The photorefractive effect (PRE) in LiNbO3

The photorefractive effect (PRE) was for the first time observed in LiNbO3 and LiTaO3 crystals in 1966. Since then, a great effort has been paid to get better understanding of the effect. Partial results lead to preparing new photorefractive materials - not only crystals but also different polymers and glasses, as well. Though a relatively long time has elapsed it is believed that photorefractive process in crystals was not completely under stood, yet. Mainly it is because of the complexity of the problem - interaction between light and matter. It was found in 1999-2000 that PRE in LiNbO3 crystals strongly depends on concentration and mutual interactions (relationship) between intrinsic and extrinsic defects. In our laboratory, we search for possible mechanisms responsible for photorefractivity of LiNbO3 in order to contribute to deeper understanding of the effect. There are three methods for investigation of PRE known:

    - optical polarization method
    - holographic method
    - optical records studying by means of interference imaging.

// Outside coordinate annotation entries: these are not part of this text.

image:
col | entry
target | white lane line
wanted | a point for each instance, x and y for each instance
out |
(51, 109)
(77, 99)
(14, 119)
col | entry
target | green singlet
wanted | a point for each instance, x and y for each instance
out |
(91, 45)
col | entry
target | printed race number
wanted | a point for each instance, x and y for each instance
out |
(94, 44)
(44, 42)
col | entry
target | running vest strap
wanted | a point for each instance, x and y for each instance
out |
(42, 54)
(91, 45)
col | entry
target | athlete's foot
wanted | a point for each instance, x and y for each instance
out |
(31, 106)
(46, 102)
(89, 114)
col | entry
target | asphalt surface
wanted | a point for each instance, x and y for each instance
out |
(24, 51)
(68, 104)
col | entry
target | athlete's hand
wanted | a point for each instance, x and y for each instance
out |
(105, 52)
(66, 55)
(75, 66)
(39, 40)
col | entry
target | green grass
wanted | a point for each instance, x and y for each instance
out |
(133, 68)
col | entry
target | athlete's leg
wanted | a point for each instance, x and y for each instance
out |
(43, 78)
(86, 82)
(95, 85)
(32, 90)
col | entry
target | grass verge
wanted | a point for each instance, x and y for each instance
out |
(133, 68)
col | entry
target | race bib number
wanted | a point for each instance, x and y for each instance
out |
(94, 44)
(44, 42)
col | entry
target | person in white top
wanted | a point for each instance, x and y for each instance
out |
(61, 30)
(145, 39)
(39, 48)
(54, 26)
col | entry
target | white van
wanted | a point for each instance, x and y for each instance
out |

The holographic method is well known and probably the most often used. The principle of the method is studying the time-dependent diffraction of the light incident upon the record during its formation and/or decay. In our laboratory, we have developed the last method mentioned above. It is based on analysing of interference images of the photorefractive records.

Characterisation of optical fields by scanning diagnostics

The scanning optical microscopy using the tapered optical fibres has achieved high application priority in the last years especially in the optoelectronic device characterizations. Near-field scanning optical microscopy (NSOM) is a technique where a small optical probe is placed within a fraction of a wavelength of a sample and scanned over the surface. This technique allows achieving of spatial resolution of the order of 10 nm (in our conditions ~100nm), what significantly exceeds the resolution of conventional optical microscopy. High resolution of NSOM technique is due to the special optical probes prepared from tapered optical fibers with fiber tip in the range of 20-100nm. Optical fields are scanning by such optical fibers. Scanned optical field produced the evanescent optical field propagating through the fiber tip and generate in the wide-spread part of fiber propagated modes. We use the tapered optical fibre in combination with 3D micropositioning stage as a NSOM setup.

The application of near-field imaging and spectroscopy to optoelectronic devices and laser diodes provides subwavelength information on device structure, performance and output properties. Advantages of this technique could be employed for scanning of optical fields of different optical components as LEDs, lasers, photonic crystals and photonic crystal fibres (PCF). The NSOM diagnostic in combination with the laser source open possibilities to study optical properties of new materials especially formed in thin layers.